Monthly GDP, for example, stopped free-falling in December 2008, long before the stimulus kicked in, according to the National Bureau of Economic Research. (See nearby chart.) Monthly job losses bottomed out in early 2009 while the Index of Leading Economic Indicators started to rise in April.

The stimulus timing is off.

When the recession officially ended in June 2009, just 15% of the stimulus money had gone out the door.

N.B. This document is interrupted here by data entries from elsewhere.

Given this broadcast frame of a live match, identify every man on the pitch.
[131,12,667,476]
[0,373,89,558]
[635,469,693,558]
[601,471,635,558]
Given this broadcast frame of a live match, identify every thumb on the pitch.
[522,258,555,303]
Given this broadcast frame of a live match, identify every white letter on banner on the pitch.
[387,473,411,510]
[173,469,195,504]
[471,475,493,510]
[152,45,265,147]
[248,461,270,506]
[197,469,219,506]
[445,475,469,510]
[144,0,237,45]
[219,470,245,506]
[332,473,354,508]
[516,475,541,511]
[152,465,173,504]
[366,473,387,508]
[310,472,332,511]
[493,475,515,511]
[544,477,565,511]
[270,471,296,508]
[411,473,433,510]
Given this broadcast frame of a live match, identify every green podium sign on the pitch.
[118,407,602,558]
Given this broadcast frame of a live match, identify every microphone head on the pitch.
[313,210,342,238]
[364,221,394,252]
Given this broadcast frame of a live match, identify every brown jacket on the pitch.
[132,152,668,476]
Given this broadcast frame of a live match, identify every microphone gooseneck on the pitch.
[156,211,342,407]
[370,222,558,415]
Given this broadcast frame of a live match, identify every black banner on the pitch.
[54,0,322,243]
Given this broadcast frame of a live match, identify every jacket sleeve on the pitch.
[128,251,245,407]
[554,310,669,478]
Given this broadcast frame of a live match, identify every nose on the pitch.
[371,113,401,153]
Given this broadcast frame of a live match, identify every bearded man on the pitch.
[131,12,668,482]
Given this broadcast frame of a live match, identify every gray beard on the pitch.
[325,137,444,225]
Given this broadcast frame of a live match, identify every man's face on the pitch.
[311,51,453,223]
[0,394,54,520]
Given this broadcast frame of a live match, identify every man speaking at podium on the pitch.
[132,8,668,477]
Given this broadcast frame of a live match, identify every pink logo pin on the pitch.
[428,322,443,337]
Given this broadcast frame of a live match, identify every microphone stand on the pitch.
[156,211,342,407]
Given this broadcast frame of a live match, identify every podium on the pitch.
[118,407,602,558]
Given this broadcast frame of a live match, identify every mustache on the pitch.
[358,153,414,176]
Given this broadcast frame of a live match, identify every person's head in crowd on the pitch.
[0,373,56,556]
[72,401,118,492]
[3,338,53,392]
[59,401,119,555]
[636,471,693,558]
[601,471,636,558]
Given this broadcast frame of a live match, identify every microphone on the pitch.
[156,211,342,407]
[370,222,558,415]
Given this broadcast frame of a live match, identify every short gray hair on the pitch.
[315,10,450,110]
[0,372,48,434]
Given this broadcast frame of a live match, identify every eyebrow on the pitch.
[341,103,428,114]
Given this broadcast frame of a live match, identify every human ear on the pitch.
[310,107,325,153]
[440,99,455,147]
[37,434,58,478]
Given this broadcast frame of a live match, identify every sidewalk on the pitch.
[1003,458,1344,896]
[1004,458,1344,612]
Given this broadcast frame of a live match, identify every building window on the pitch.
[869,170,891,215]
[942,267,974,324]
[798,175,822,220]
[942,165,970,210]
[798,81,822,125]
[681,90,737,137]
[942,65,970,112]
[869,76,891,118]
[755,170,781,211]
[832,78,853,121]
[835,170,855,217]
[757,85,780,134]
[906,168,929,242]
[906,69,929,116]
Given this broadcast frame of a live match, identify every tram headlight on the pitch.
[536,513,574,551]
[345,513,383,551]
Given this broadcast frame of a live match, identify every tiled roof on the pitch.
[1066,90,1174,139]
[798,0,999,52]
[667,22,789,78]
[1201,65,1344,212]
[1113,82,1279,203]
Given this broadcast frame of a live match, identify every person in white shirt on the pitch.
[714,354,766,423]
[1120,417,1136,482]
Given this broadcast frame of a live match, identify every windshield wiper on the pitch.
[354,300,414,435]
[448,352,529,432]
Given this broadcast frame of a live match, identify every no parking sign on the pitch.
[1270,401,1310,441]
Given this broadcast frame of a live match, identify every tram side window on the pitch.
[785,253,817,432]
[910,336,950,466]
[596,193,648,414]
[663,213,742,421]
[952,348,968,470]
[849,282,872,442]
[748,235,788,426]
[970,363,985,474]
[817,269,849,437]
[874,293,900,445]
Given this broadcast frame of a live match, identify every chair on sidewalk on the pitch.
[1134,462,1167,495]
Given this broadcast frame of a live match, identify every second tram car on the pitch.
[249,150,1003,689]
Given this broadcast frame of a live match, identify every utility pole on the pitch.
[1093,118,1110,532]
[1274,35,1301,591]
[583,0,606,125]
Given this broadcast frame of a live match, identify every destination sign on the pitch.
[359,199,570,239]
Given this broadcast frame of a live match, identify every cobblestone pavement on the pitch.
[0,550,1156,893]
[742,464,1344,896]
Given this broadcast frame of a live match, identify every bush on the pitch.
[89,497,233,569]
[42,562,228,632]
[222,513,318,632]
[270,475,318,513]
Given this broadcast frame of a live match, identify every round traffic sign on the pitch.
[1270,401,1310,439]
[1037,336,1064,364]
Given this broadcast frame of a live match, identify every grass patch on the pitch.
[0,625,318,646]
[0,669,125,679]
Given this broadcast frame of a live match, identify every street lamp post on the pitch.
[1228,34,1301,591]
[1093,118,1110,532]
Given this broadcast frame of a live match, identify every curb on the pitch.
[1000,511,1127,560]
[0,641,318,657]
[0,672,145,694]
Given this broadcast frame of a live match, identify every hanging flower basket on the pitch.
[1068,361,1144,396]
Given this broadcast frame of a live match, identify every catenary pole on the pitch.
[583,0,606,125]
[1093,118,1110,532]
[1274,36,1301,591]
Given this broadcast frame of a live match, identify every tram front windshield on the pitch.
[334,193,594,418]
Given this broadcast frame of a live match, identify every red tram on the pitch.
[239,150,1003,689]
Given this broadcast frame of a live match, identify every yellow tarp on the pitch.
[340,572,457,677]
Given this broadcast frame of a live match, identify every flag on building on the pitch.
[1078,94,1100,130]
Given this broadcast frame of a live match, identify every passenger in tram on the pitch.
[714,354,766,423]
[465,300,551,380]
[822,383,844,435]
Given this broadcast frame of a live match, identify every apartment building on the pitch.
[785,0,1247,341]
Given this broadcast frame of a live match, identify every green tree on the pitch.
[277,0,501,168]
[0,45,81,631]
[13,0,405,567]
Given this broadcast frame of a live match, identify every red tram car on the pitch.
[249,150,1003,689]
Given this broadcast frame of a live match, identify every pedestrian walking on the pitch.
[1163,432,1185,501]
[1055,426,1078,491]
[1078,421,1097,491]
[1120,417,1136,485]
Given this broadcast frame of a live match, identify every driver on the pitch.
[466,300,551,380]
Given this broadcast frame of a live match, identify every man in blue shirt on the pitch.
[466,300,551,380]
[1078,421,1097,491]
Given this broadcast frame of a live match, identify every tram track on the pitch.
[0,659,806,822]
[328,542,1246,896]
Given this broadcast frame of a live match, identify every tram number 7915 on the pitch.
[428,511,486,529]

And that figure's likely inflated, since almost a third of the money was in the form of grants to states, which some studies suggest they didn't spend, but used to pay down debt.

Other programs Obama often touts — Cash for Clunkers, mortgage help, homebuyer tax credits, the auto rescue plans — either came as the recession had ended or was ending or were widely deemed to be busts.

The stimulus wasn't up to the task.

Economists on both sides of the aisle complained at the time that the stimulus was too small or too slow-acting to be very effective at growing the economy, much less stopping any Depression.

Liberal economist and New York Times columnist Paul Krug man wrote that while "the administration insists that the plan is adequate to meet the economy's need ... few economists agree."

Conservative Harvard economist Martin Feldstein, who had advocated for a large stimulus, likewise complained that the one Obama signed would do "too little to raise national spending and employment," calling it an "$800 billion mistake."

Obama himself admitted last week that the stimulus was too slow-acting, saying at his Jobs and Competitiveness Council that "shovel-ready was not as shovel-ready as we expected."

Also often overlooked is that a tremendous amount of stimulus already was in the economy when Obama took office, including President Bush's $150 billion stimulus, two unemployment benefit extensions and $250 billion spent on "automatic stabilizers."

More importantly, the Bush administration pushed through the controversial $700 billion TARP program (which Obama sustained), while the Fed pursued an aggressive anti-recession campaign by, among other things, effectively lowering its target interest rate to zero.

Princeton economist Alan Blinder and Moody's Analytics chief economist Mark Zandi studied the relative contribution of Obama's $830 billion stimulus compared with TARP and the Fed's "financial-market policies."

While the economists credit Obama's stimulus for helping end the recession when it did and keeping unemployment lower than it would have been, they concluded that TARP and the Fed's actions were "substantially more effective" at saving the economy from ruin.